ADS author connectivity graph

This notebook produces a graph of authors of papers that match a given query, then finds a good grouping and works out which keywords are most associated with each group. It has only been tested with Python 3.6.

We use four Python packages in this tutorial that you may need to install (assuming that, like most astronomers, you already have numpy and matplotlib). The first is the "ads" package ; note that you will need an ADS token for this, installed in the correct place for the ads library to find it. The second is plotly. The third is nltk. The fourth is graph-tool. All can be installed via conda or pip. To install graph-tool via conda, it is easiest to create a new conda environment and add it as an iPython kernal via the commands

conda create -n graph-tool -c ostrokach-forge -c conda-forge -c defaults --override-channels 'python=3.6' graph-tool python -m ipykernel install --user --name graph-tool --display-name "Python3 (graph-tool)"

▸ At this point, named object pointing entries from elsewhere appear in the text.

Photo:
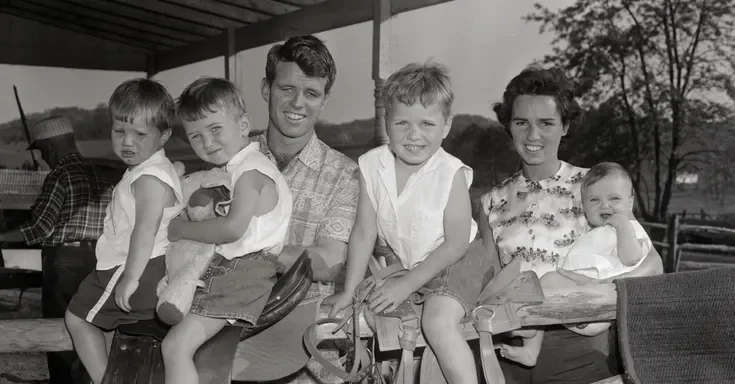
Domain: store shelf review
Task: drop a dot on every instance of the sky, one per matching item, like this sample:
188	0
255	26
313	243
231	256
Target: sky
484	43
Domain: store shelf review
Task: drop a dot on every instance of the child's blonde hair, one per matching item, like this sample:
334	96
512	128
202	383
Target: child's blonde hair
142	100
209	95
426	83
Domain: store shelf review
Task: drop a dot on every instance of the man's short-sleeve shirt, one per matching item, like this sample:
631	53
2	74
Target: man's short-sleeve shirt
325	188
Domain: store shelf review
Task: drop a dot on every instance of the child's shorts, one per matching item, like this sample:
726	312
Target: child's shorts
95	299
238	289
462	281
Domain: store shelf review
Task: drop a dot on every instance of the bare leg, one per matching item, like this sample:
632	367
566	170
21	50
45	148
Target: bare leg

and then install the other packages in the graph-tool environment. To run nltk, you will first need to run nltk.download().

This notebook can be cloned from https://github.com/msimet/ads_clouds

.
In [1]:
import itertools
import re
import string
from collections import defaultdict, Counter
from operator import itemgetter

import numpy as np
import matplotlib.pyplot as plt
import graph_tool.all as gt
import plotly.offline as py
import plotly.graph_objs as go

import nltk

import ads
%matplotlib inline
# This next line allows us to use plotly in offline mode (i.e., without logging in)
py.init_notebook_mode(connected=True)

First, let's create a class to grab the data and do some preprocessing. Here's what's going on.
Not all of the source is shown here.